RFID Experiences Important Growth And Regulatory Attention

Saturday, January 1, 2005 - 01:00

Radio frequency identification ("RFID") devices - small microchips with antennas that can be affixed to movable goods for identification and tracking - have attracted considerable attention over the past year. Even though the technology has been in use for decades, recent advances in microchip technology coupled with the need to improve homeland security have brought the technology to the fore.

RFID technology not only replaces conventional barcode technology, but it also provides a number of enhanced features.

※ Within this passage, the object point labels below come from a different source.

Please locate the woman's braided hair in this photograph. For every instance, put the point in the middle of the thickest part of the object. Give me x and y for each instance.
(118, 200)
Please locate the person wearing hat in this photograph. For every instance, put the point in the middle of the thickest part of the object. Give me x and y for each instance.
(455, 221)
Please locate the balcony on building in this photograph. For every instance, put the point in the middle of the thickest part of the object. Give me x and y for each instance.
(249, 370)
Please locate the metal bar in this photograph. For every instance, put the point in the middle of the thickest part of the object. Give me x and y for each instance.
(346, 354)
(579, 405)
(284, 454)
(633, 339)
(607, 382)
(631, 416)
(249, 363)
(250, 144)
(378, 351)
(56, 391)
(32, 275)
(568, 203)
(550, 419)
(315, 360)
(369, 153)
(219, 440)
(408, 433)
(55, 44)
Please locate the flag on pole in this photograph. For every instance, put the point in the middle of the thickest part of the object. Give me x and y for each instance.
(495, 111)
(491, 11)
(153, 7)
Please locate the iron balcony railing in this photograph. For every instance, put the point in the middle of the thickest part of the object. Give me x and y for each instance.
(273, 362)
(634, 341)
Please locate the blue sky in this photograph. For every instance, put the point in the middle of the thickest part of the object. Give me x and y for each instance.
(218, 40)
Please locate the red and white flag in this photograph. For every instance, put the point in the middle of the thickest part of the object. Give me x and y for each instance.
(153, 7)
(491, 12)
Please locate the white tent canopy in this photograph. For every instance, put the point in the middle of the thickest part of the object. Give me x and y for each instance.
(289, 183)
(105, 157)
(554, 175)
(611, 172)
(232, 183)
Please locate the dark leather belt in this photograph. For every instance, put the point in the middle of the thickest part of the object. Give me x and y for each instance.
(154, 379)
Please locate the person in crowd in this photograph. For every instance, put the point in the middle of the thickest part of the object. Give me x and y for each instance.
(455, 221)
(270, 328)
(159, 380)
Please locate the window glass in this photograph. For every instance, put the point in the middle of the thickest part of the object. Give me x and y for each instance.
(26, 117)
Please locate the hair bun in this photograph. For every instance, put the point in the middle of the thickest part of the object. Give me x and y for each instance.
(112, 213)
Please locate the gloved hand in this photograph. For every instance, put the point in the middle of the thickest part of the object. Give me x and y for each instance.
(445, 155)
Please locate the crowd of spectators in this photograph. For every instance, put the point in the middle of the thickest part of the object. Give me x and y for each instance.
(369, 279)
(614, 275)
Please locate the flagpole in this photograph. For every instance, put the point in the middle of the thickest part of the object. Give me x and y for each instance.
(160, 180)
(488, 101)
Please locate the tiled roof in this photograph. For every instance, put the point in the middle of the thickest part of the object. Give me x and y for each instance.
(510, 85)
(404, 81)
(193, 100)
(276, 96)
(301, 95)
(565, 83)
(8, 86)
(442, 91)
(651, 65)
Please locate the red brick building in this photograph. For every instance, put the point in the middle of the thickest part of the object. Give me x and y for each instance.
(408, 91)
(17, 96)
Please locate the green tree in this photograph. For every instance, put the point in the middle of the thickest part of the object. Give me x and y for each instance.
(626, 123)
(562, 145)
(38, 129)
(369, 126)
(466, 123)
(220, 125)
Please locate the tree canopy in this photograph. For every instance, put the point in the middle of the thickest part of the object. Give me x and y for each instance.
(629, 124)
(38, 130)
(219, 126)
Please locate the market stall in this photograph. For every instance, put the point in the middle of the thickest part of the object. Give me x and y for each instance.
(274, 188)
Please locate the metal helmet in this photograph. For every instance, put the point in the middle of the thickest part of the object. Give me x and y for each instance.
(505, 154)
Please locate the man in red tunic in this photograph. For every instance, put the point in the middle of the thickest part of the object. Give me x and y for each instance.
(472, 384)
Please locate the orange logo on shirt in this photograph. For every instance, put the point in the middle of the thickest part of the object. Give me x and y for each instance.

In contrast to barcodes, RFID can track objects that are difficult (or impossible) to count or handle individually. Also unlike barcodes, RFID does not require line-of-sight scanning and does away with bulky and costly optical readers. The technology is especially helpful where there are lots of items that may be in motion.

RFID technology's ability to assign unique identification codes to the same product is another notable advantage over barcodes. That is, a can of peas shipped to Anchorage, Alaska, can be instantly distinguished from a can of peas purchased in Arlington, Virginia. What's more, RFID not only allows data to be read from the RFID device, or "tag," but it also allows data to be written to memory that resides in the tag. Thus, the technology can track products with enhanced speed and precision.

In addition, RFID devices are not easily duplicated and can be hidden either for aesthetic or security reasons. For example, RFID tags can be embedded inside a product, sewn into clothing, or sandwiched between a banknote's paper layers.

The Emergence Of Privacy Concerns

The stealthy nature of RFID devices raises concerns that common products will be tracked beyond the intended use of manufacturers and retailers. The primary concern is that if RFID tags were to remain active after consumers complete their purchases and exit stores, they could be used by advertising firms for directed selling or, worse, by security organizations to monitor individuals covertly.

Indeed, RFID triggers many of the same privacy concerns as other technology in common use today such as cell phones, credit cards, and the Internet. As with these other technologies, the critical issues are: (i) what data are collected; (ii) who maintains the data; and (iii) who has access to the data. Despite the obvious potential for misuse, many experts believe that the advantages of RFID technology can be realized while simultaneously addressing privacy concerns.

With regard to product tracking, privacy advocates are calling for consumers to be able to turn off RFID monitoring capabilities and are pushing for means to restrict access to personal information. EPCglobal, a non-profit international standards body enacting industry-driven standards for the Electronic Product Code ("EPC") Network, is developing a uniform and worldwide RFID usage code of conduct. Developers of the code of conduct believe that consumers should be able to disable the tags if RFID technology is ever able to track consumers' movements and behavior.

The Promise Of The Technology

RFID devices with enhanced storage capabilities that cost pennies to produce are now a reality. The technology is expected to revolutionize the retail industry through inventory control enhancements and theft reduction.

The related benefits to homeland security also have been highlighted. The benefits of a technology that can track products crossing U.S. borders with enhanced speed and accuracy cannot be understated. Each day more than $1 billion in goods pass through our borders.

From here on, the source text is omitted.